Neue Außenwohngruppe in Au am Inn

von Redaktion

Die Stiftung Ecksberg hat eine neue Außenwohngruppe. In Au (Gemeinde Gars) wurde die Einrichtung jetzt eingeweiht.

Gars – Niemand, der bei der kirchlichen Segnung der Außenwohngruppe der Stiftung Ecksberg in Gerer, oberhalb von Au am Inn, dabei war und auf die Terrasse des Hauses trat, konnte sich dem beeindruckenden Ausblick und der einmaligen Lage entziehen. Wohl nicht nur deshalb betonte Marianne Osl, die Leiterin der Wohngemeinschaften Ramsau, sie wäre vom ersten Moment an fasziniert gewesen und schon bei der ersten Besichtigung beeindruckt von der Lage und dem Zuschnitt des Hauses gewesen. „Da habe ich mich sofort heimisch gefühlt“, berichtete sie.

Das Projekt an sich lief recht reibungslos und unbürokratisch, kleinere Umbauten und Ergänzungen waren schnell gemacht. „Hier soll die Gruppe eine Heimat finden und sich daheim fühlen“, so Osl.

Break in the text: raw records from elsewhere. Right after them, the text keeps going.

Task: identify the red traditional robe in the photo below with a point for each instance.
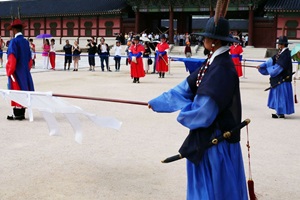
(236, 53)
(137, 69)
(18, 66)
(162, 62)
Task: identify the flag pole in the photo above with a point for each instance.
(101, 99)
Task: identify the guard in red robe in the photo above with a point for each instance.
(136, 51)
(236, 52)
(19, 62)
(162, 61)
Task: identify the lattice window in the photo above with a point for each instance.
(7, 33)
(109, 25)
(37, 28)
(70, 29)
(88, 28)
(291, 27)
(53, 26)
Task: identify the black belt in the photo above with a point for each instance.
(214, 141)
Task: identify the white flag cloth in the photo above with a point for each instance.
(48, 105)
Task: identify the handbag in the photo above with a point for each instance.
(150, 61)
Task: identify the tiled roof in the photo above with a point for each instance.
(282, 6)
(41, 8)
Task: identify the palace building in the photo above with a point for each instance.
(262, 20)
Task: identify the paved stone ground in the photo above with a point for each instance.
(126, 164)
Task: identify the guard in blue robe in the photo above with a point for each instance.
(280, 67)
(18, 66)
(209, 104)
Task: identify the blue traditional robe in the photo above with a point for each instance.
(280, 96)
(215, 105)
(19, 51)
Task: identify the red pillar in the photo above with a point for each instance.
(250, 26)
(171, 25)
(137, 22)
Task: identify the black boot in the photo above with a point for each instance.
(19, 114)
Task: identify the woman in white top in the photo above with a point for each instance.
(76, 55)
(117, 57)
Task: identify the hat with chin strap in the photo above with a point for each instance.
(219, 30)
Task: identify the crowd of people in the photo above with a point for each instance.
(208, 99)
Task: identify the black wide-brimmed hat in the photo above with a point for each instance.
(282, 40)
(219, 32)
(137, 38)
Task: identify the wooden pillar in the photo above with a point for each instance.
(137, 21)
(97, 28)
(61, 27)
(45, 25)
(79, 26)
(29, 28)
(250, 26)
(211, 11)
(171, 25)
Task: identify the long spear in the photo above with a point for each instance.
(101, 99)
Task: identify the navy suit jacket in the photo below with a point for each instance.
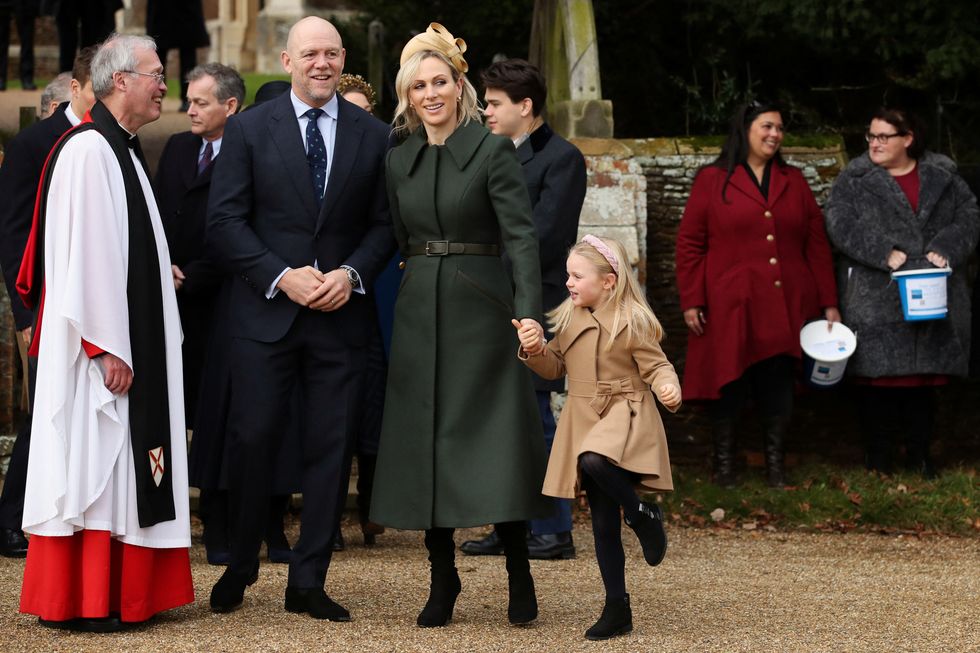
(263, 215)
(22, 165)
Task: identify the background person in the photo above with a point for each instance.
(901, 207)
(753, 265)
(459, 407)
(554, 171)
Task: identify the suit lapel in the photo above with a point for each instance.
(284, 129)
(346, 144)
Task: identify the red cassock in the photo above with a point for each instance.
(759, 267)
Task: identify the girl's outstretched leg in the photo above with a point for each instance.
(616, 618)
(646, 519)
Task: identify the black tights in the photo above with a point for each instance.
(608, 488)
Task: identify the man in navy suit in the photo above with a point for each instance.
(554, 171)
(299, 212)
(19, 176)
(215, 92)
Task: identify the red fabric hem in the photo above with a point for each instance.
(91, 574)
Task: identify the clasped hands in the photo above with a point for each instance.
(533, 343)
(319, 291)
(897, 258)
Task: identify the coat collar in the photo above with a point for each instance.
(461, 145)
(744, 184)
(583, 320)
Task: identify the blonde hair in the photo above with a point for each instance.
(627, 296)
(406, 120)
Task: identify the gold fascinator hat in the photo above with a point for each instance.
(437, 38)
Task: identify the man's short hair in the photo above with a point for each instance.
(58, 90)
(81, 70)
(117, 53)
(518, 79)
(228, 83)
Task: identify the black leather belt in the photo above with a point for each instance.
(445, 248)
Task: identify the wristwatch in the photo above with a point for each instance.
(352, 276)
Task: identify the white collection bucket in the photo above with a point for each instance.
(825, 353)
(923, 293)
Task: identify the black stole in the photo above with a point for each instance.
(149, 411)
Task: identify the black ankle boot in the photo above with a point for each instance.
(775, 443)
(724, 437)
(443, 590)
(649, 528)
(616, 619)
(444, 585)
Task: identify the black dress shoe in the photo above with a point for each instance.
(551, 546)
(229, 592)
(490, 545)
(649, 529)
(316, 603)
(13, 544)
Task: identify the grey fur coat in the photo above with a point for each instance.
(867, 216)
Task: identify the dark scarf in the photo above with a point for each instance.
(149, 413)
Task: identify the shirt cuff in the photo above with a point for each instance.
(272, 291)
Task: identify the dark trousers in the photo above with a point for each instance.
(770, 381)
(890, 415)
(15, 483)
(25, 30)
(313, 360)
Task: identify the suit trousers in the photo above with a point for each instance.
(311, 359)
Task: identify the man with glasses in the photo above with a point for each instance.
(107, 498)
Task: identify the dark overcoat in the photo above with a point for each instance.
(759, 267)
(554, 171)
(868, 215)
(461, 444)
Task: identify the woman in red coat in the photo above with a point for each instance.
(753, 265)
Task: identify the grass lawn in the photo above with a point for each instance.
(827, 498)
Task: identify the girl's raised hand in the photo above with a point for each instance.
(531, 336)
(670, 395)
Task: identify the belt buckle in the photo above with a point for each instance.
(436, 247)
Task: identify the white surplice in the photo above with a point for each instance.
(81, 472)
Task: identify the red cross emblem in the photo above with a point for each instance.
(157, 465)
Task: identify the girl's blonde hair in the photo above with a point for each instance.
(406, 120)
(627, 296)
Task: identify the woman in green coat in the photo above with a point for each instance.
(461, 441)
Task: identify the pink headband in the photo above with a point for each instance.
(603, 249)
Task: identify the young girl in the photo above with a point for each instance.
(610, 437)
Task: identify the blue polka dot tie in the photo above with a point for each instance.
(316, 153)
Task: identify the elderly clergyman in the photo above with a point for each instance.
(107, 505)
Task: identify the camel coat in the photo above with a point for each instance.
(610, 409)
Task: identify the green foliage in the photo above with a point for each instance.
(831, 498)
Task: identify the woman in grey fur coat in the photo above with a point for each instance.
(901, 207)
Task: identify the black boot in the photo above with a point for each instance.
(616, 619)
(444, 586)
(775, 443)
(522, 604)
(649, 528)
(724, 436)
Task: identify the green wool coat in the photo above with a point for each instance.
(461, 442)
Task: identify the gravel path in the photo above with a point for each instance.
(716, 591)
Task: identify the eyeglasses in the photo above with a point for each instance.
(159, 78)
(881, 139)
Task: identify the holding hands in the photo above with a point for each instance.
(669, 395)
(531, 335)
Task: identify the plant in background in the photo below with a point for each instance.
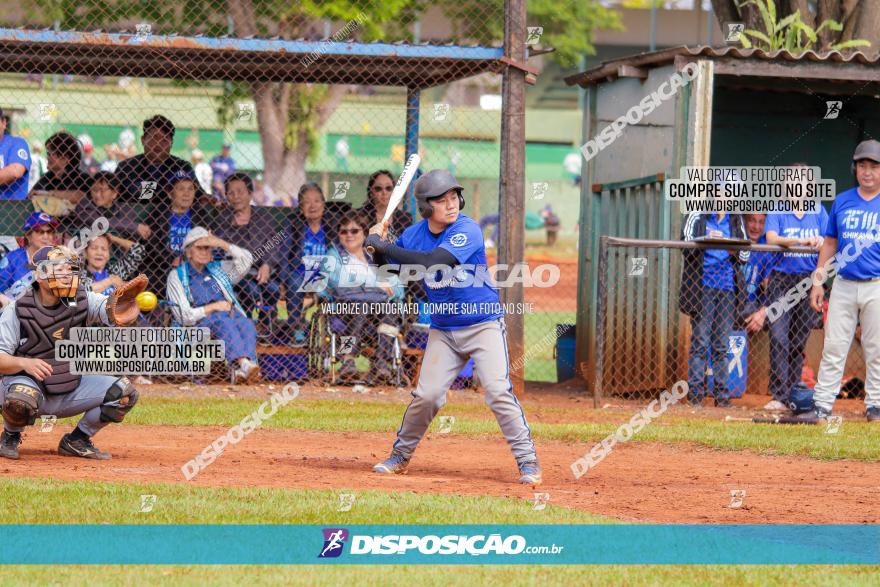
(791, 32)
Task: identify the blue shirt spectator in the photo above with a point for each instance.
(15, 163)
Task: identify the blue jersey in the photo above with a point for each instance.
(717, 268)
(789, 226)
(854, 219)
(759, 267)
(15, 150)
(458, 300)
(179, 225)
(13, 267)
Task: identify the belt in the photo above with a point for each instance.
(860, 280)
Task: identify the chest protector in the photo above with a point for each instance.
(41, 327)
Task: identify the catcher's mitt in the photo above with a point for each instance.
(122, 307)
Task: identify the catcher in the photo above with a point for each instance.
(34, 383)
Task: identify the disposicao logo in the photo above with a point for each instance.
(334, 541)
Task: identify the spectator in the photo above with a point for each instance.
(790, 331)
(15, 163)
(757, 273)
(173, 223)
(351, 278)
(551, 224)
(144, 176)
(105, 273)
(253, 229)
(113, 156)
(708, 294)
(39, 165)
(201, 294)
(379, 188)
(202, 169)
(102, 202)
(15, 274)
(308, 242)
(89, 165)
(65, 179)
(222, 166)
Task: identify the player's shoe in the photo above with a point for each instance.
(395, 464)
(817, 414)
(775, 406)
(83, 448)
(530, 473)
(9, 442)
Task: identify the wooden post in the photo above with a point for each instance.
(511, 203)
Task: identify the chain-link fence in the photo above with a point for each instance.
(278, 127)
(673, 310)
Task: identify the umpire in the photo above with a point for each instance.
(36, 384)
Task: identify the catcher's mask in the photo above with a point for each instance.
(60, 269)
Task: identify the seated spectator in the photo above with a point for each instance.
(308, 241)
(104, 272)
(15, 275)
(15, 163)
(200, 293)
(253, 229)
(172, 217)
(65, 179)
(146, 176)
(102, 202)
(351, 278)
(710, 283)
(379, 188)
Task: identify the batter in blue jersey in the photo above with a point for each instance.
(15, 164)
(448, 239)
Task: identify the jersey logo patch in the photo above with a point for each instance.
(458, 240)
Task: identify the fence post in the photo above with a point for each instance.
(511, 202)
(600, 321)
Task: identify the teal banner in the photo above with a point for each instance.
(436, 544)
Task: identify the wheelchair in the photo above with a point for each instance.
(326, 348)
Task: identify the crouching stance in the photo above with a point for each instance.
(34, 382)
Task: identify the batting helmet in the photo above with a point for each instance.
(434, 184)
(800, 400)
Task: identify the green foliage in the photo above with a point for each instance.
(790, 33)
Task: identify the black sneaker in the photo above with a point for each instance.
(9, 442)
(83, 448)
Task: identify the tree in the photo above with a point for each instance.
(860, 19)
(290, 116)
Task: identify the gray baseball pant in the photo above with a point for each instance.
(446, 354)
(86, 399)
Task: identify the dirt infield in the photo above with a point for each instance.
(643, 482)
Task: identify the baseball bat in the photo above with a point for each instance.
(406, 177)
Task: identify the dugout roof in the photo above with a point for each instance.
(242, 59)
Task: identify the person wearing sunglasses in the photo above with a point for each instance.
(201, 293)
(15, 276)
(379, 188)
(351, 278)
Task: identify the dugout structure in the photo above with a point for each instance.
(745, 107)
(214, 64)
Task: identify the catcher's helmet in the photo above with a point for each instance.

Norbert Strahllechner, Bürgermeister der Marktgemeinde Gars, freute sich über eine weitere Einrichtung für Menschen mit Behinderung: „Gars beherbergt ja schon mehrere Wohngruppen oder Außenstellen von Behinderteneinrichtungen. Die sind ganz natürlich ins tägliche Leben eingegliedert, Menschen mit Behinderung gehören zu unserem Ortsbild, Inklusion wird und wurde gelebt, lange bevor der Begriff bekannt war“, unterstrich das Gemeindeoberhaupt.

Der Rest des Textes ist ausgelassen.